Quant au président de la République, qui attendait depuis longtemps une occasion de faire quelque chose de visible, il a décidé de profiter de l'occasion pour interrompre la législature et terminer son mandat avec sa famille politique au pouvoir. L'enthousiasme intrigant était si fort qu'il n'a même pas attendu le jour du scrutin pour dire ce qu'il pensait devoir se produire. Et pourtant, la soirée électorale a été marquée par une profonde déception. La victoire a été attribuée à l'extrême droite et le président, horreur des horreurs, a été considéré comme l'un des perdants de la nuit. En fin de compte, c'est le ministère public qui a remporté les élections.
Le journalisme était pareil à lui-même. Partial jusqu'à la fin. Le jour des élections, ils demandaient encore aux gens s'ils ne pensaient pas qu'il était temps de changer. Mais ce qui est absolument extraordinaire, c’est votre capacité à transformer la situation la plus inhabituelle en normale. L'opération judiciaire a rapidement disparu de la télévision et la politique est passée aux élections. Un cycle s'est refermé, ont déclaré les journalistes, que ce cycle se soit terminé de manière légitime ou illégitime. En fin de compte, c'est le ministère public qui a remporté les élections. Et sans scandale, car seul le journalisme a le pouvoir de faire scandale.
Et pourtant, tout compte fait, l’opération ne s’est pas entièrement déroulée. Malgré les efforts de la politique et du journalisme pour normaliser ce qui s’est passé, tout n’a pas été parfait. Les applaudissements habituels pour les perquisitions et les arrestations n’ont pas été unanimes comme autrefois et la tristement célèbre proclamation de confiance dans la justice n’est plus ce qu’elle était. Cette fois, aucun juge n’a écrit sur ses réseaux sociaux : « Il y a des jours parfaits. Hihihihi.

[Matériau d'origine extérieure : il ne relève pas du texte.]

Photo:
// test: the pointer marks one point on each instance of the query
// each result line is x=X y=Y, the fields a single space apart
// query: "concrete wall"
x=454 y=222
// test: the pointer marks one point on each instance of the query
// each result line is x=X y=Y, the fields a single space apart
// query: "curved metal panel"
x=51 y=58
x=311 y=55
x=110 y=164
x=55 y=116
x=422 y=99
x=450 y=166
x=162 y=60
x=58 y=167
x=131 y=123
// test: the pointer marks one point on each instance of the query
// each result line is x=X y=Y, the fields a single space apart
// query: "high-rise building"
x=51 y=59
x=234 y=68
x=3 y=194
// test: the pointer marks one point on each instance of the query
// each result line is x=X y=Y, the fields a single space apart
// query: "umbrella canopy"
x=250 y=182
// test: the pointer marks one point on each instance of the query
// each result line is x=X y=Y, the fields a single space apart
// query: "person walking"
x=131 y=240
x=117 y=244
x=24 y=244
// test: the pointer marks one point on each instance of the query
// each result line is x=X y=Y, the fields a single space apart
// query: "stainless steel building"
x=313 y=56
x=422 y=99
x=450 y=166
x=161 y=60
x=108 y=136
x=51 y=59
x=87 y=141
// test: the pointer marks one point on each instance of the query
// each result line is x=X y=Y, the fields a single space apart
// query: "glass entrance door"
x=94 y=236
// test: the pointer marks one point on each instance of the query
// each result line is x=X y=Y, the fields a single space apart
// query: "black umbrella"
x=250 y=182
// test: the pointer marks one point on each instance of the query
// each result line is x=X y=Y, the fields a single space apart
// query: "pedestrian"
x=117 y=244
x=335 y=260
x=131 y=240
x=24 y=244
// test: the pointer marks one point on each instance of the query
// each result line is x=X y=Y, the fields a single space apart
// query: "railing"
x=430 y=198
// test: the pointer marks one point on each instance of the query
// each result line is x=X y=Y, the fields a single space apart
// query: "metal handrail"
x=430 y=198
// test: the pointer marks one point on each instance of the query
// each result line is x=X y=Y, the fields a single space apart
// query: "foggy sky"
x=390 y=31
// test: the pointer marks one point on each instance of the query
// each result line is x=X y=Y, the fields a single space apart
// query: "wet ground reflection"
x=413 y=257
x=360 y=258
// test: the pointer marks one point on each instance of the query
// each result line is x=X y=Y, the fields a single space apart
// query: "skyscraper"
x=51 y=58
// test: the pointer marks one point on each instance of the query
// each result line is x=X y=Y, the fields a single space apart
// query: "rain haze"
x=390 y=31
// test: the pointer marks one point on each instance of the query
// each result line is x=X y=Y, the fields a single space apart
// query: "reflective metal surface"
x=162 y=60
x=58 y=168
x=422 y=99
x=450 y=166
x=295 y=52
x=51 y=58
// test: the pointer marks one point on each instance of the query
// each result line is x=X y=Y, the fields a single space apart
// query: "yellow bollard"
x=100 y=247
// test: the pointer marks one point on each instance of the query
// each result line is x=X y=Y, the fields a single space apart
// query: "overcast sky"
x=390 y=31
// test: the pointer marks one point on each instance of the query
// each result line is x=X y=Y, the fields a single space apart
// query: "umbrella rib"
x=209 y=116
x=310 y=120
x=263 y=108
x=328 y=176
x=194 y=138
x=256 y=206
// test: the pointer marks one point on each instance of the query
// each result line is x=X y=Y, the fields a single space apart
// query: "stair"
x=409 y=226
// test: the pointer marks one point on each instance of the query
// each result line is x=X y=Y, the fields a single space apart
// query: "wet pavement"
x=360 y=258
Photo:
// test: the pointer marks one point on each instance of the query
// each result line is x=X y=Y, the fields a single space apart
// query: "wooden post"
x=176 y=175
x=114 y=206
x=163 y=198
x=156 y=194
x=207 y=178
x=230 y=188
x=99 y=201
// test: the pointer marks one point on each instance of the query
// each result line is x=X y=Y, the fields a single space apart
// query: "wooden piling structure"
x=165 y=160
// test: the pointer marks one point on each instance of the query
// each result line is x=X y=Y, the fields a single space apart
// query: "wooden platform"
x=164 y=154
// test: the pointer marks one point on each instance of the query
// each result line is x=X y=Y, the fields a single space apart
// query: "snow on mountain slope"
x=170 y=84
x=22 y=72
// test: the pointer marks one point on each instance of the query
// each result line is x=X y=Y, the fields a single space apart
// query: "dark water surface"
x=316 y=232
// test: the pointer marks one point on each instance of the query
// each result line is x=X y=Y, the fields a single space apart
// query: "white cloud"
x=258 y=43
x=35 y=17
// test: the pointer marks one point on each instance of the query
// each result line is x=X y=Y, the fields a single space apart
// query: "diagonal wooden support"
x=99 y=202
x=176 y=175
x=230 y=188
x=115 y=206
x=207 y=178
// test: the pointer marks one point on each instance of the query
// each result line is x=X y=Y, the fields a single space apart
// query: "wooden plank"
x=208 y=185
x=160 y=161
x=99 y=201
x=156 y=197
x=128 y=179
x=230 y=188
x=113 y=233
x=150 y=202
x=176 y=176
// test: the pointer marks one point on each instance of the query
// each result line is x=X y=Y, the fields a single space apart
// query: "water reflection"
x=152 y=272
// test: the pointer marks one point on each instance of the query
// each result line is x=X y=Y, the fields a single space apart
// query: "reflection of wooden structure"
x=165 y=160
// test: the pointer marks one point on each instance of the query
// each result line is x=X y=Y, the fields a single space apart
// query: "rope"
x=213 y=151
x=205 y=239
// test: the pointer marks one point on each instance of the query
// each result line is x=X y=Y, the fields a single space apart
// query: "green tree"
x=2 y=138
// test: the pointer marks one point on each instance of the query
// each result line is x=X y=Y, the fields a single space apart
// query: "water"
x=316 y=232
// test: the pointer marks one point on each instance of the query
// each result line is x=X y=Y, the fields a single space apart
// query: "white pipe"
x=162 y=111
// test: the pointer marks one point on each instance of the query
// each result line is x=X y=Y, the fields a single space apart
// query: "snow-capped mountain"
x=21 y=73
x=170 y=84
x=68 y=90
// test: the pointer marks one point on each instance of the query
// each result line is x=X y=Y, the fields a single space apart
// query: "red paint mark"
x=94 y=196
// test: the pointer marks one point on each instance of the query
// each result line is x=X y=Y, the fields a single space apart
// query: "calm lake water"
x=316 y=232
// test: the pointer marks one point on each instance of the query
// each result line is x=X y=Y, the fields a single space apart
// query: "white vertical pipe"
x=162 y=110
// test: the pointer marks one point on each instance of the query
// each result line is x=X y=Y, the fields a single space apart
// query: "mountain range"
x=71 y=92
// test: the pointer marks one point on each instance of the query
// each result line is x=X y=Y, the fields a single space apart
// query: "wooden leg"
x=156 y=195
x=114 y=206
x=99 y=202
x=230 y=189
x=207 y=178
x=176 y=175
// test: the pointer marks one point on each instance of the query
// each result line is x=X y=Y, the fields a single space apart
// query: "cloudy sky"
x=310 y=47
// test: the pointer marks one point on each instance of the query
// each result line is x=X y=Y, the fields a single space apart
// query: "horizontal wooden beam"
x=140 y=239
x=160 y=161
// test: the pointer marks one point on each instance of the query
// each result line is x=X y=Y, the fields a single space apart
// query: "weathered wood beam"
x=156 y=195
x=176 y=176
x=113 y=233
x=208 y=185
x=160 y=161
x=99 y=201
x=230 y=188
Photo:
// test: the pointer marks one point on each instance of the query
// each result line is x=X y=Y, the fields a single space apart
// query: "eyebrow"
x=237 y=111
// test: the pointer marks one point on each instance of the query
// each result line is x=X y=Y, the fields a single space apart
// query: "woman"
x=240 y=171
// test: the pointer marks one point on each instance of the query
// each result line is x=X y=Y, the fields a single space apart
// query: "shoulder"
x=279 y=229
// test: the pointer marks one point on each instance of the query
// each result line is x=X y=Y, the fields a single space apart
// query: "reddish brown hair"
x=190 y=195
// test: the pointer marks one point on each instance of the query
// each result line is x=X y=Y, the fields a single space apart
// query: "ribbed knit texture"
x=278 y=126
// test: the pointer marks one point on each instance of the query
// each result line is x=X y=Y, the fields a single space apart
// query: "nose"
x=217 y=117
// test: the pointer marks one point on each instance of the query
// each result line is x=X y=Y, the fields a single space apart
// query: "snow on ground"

Au contraire, dans le journalisme et la politique, quelques récalcitrants sont apparus. Même une procureure intrépide a décidé d’écrire ce qu’elle pense, affrontant le pouvoir syndical qui a longtemps dominé l’institution et exigeant le retour à l’ordre constitutionnel. Il sait de quoi il parle et il sait ce qu'il dit. La raison est simple : le prestige de l’institution ne réside pas dans la défense des entreprises, mais dans la stricte défense de la légalité démocratique et du respect des garanties constitutionnelles. Quelqu’un a dit que le pire aspect du stalinisme était la persécution de la dissidence : ouvrir une enquête sur la désobéissance. Il y a des moments où les appareils dentaires deviennent absolument ridicules.
Oui, la campagne s’est déroulée comme ils le souhaitaient. Pas de recherches débattues pour des raisons futiles ou de détentions abusives. Pas de discussion sur les limites du pouvoir de l’État ou sur les garanties constitutionnelles. Pas de discussion sur la liberté. Il n’y avait pas de temps dans cette campagne pour discuter de liberté. À la fin de la soirée de dimanche, l'incertitude régnait encore : qui a gagné exactement ? C’est peut-être ainsi que cela peut être mieux compris : c’est le jour où le ministère public a remporté les élections. Mais tout ne s’est pas bien passé pour eux, n’est-ce pas ?
*José Socrates était Premier ministre du Portugal du 12 mars 2005 au 21 juin 2011.
Initialement publié sur le portail Actualités ICL.